As I got into the meat, I realized it was a chicken tamale (you cant tell what kind they are from the outside). It had a nice red sauce that was not too spicy, but had a mild little kick to it. And the chicken was tender and stringy, like it had been stewing for hours before he made the tamale.
But I quickly remembered why people put the tamales on plates and eat them with a fork. They are quite messy. What with the natural oils of the ingredients, and the tenderness of the coating, you really have to be careful eating them. To top it off, the filling was very hot, so I was contorted to the side on the park bench trying not to spill anything on my shirt.
I loved it, but now I had a dilemma. Should I eat another one right then and there, or should I take them home. I sat back on the bench and enjoyed the view of the lake. Then, all caution was thrown to the wind. I dove a hand back into the bag, into the foil, into the outer husk, into the inner husk, and ouch. It was too hot. So I waited a little bit, picked it up and jackpot. This one was pork.
It was a little firmer than the chicken, and had a much more spicy green sauce. I had so much anticipation that I gobbled it down in what must have been 15-20 seconds. And now I had tamale on my hands, my face, my shirt, my shorts, and of course the bag holding the tamales had oils and pieces of tamale on it. In summary, I was a mess.
It was at this point that a woman and her three kids walked by, and I must have been quite a sight, what with all the mess and all. A little boy came over close to me to see what I was doing, and decided it best to be on his way.

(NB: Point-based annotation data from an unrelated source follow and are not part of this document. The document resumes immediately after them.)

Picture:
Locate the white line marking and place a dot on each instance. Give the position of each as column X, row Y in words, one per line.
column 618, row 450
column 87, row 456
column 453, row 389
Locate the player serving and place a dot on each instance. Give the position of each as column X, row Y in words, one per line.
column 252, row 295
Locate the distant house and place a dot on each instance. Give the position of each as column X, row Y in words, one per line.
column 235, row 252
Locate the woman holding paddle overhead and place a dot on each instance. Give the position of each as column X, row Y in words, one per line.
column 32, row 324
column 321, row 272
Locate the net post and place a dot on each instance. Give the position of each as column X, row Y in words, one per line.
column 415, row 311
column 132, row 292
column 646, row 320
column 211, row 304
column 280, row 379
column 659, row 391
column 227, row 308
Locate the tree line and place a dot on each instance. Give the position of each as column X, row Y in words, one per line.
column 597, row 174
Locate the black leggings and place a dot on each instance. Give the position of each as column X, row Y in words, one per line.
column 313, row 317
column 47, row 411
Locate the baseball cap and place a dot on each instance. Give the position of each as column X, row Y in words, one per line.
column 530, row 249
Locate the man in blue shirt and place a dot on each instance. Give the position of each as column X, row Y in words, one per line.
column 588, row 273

So I gathered my things, brushed the tamale off as best I could and headed for the car. Obviously I needed more privacy for my tamale fest.
Upon arriving home, I had the other two tamales. One was chicken, but oddly it was not like the other chicken tamale. This one had the green sauce that was on the pork tamale I had earlier. And the chicken was not nearly as tender as the first tamale.
The fourth tamale was not pork, but rather beef, and it had a nice red sauce. The beef was the firmest of the meats, but good nonetheless.
Overall, an embarrassing, but tasty experience, and I strongly recommend it.